Quote from: DeepCut on June 13, 2010, 08:29:38 PM
INPUT : 9.57 VDC @ 0.83 A = 0.79431 W

OUTPUT : 19.8 VDC @ 0.22 A = 4.356 W

Your input calculation is wrong.
INPUT: 9.57 VDC @ 0.83 A = 7.9431 W
Efficiency: 4.356 W / 7.9431 W = COP 0.54 = 54% efficiency.

Conclusion:
You can save your money for better things.

DeepCut

Hi.

Sorry i typed it wrong !

Should be .083 not .83.

Sorry i do that i lot i gota be more careful when typing.

INPUT: 9.57 VDC @ 0.083 A = 0.79431

I think we should ALL be replicating this since it's piss-easy to construct as well as cheap, and most of us probably have Bedini circuits lying around anyway.


Gary.

gyulasun

Gary,  you mentioned your output load is the DC resistance of a coil, correct?

Question: Do you have a full wave bridge (or a single diode) at the output and then you use a puffer capacitor and you load the capacitor with the coil?

Or you do not have a puffer capacitor, maybe you do not have a diode either? I wonder.

EDIT: just noticed you wrote DC output voltage so you surely had the diodes bridge, now the question is the puffer capacitor. 

DeepCut

Hi Gyulasun.

I don't have a load on it.

I wnted to know, purely, the watts in vs the watts out without measuring current with a resistor load bla bla so i did what you said before, read the voltage with a DVM and calculated the current because the coil resistance is known.

I couldn't find the post where you previously suggested a puffer cap, am i right in thinking you put it across the bridge output and also what properties should it have (uF and V) ?

(I am in the process of making a new housing for the magnet assembly so that the entire coil is wrapped in the plane of the shaft to maximise induction, getting the wire tomorrow).
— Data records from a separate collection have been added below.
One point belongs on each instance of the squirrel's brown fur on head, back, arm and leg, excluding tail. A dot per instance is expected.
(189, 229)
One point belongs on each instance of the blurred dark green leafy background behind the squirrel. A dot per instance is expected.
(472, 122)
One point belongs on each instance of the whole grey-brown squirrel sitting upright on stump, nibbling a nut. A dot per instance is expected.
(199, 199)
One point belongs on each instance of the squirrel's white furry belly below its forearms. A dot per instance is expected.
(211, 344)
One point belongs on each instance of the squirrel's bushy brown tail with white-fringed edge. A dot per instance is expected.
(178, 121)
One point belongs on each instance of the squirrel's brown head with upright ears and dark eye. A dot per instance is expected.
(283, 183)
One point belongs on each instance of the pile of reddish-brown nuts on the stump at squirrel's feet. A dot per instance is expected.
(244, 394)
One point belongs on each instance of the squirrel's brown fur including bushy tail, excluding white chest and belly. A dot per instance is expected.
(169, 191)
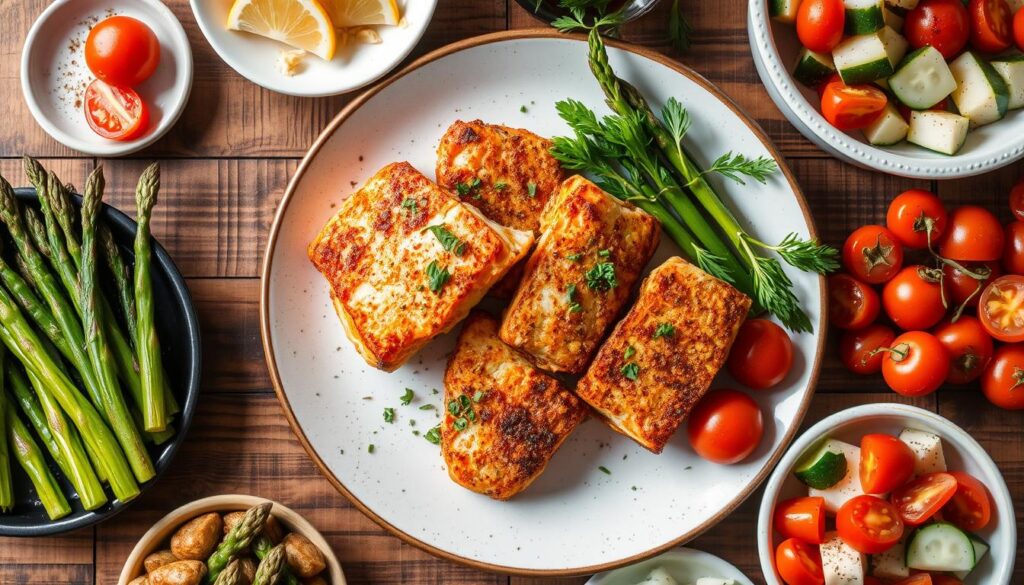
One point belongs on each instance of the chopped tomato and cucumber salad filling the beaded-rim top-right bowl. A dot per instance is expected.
(922, 71)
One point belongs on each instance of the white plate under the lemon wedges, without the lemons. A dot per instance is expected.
(354, 65)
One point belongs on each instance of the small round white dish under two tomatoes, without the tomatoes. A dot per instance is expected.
(55, 74)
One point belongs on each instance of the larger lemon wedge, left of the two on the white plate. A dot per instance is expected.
(302, 24)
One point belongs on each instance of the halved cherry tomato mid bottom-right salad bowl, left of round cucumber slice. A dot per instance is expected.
(869, 525)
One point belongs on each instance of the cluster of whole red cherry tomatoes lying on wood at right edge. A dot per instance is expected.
(944, 317)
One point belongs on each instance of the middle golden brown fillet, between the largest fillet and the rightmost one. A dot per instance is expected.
(591, 254)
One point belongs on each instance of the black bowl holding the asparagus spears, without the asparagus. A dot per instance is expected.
(178, 327)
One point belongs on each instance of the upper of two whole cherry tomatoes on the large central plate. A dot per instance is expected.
(761, 356)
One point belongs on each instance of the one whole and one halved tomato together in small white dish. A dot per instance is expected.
(122, 53)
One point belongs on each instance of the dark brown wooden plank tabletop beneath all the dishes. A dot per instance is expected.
(226, 166)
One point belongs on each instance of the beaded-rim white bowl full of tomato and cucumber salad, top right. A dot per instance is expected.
(918, 89)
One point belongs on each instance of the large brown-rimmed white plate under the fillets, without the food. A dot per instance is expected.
(575, 520)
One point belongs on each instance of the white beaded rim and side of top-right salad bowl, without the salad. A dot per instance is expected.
(776, 48)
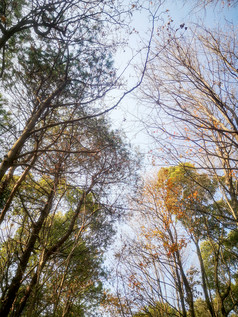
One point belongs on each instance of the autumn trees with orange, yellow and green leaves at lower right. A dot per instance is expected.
(177, 212)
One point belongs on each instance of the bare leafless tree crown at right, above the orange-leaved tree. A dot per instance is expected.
(193, 83)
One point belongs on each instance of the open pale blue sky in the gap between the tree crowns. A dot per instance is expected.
(130, 59)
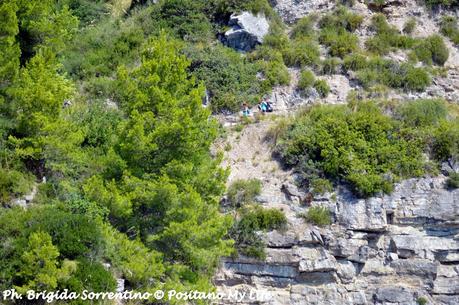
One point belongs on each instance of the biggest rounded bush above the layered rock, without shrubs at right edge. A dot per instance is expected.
(357, 144)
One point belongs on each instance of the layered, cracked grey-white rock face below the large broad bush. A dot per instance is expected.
(388, 250)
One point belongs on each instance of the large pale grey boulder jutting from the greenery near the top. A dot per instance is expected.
(247, 31)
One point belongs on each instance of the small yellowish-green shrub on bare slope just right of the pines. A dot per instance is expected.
(242, 192)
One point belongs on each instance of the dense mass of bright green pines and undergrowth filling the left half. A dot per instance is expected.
(129, 177)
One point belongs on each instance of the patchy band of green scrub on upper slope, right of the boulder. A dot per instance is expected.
(372, 69)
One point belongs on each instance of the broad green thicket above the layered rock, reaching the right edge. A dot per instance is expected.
(370, 150)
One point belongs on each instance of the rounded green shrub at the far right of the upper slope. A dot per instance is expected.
(432, 50)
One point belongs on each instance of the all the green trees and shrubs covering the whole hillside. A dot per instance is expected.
(101, 112)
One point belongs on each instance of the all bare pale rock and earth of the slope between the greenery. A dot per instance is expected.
(401, 248)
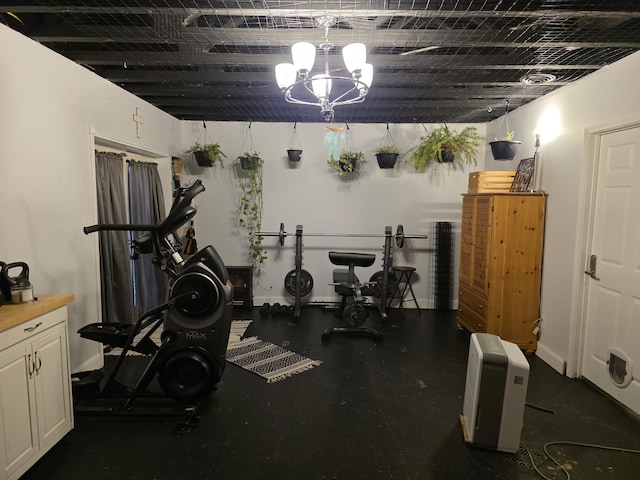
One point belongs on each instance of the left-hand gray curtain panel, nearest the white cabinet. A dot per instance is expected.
(115, 263)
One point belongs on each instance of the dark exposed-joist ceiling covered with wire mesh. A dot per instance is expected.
(434, 61)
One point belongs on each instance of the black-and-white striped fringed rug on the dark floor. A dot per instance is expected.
(268, 360)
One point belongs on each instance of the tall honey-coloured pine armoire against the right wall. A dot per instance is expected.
(501, 264)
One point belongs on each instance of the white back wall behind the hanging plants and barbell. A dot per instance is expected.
(311, 194)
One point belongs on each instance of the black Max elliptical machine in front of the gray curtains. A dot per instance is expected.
(196, 320)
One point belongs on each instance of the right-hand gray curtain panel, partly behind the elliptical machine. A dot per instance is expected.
(146, 206)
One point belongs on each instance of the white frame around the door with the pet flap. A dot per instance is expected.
(586, 204)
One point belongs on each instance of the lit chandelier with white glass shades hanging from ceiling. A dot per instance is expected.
(299, 87)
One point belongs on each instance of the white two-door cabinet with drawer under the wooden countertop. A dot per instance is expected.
(35, 390)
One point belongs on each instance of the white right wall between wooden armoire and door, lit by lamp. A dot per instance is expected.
(608, 96)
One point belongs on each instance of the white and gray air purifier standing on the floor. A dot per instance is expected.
(495, 393)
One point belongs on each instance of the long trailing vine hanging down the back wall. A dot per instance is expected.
(250, 208)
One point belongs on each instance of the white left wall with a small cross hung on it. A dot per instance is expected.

*EDIT* I have a 47uf/35v and a 100uf/10v to hand *EDIT*


Thanks.

gyulasun

Yes, you put the puffer cap in parallel with the diode bridge DC output, with the correct polarity.
It is ok that you calculated the output current but:

If you did not use a puffer capacitor when you measured your output DC voltage, then you cannot trust on the the measured 19.8V DC output because of the half sinewave series of output. The capacitor would smooth them out, use the 47uF/35V capacitor. A 470 or 1000uF would be much better but you do not have that at hand in at least for 35V WV.

There can be another "problem":  I would suggest watching the input current whether it changes to a higher value than the .083A WHEN you add the 90 Ohm load at the output (the puffer cap is already there too). Here I assume the 9.57V supply voltage remains stable.
IF the input current of .083A changes to a higher value, then note the new value and then check the DC output voltage across the puffer capacitor (which is equivalent with the output where you connect the 90 Ohm load and note the output voltage, then recalculate, ok.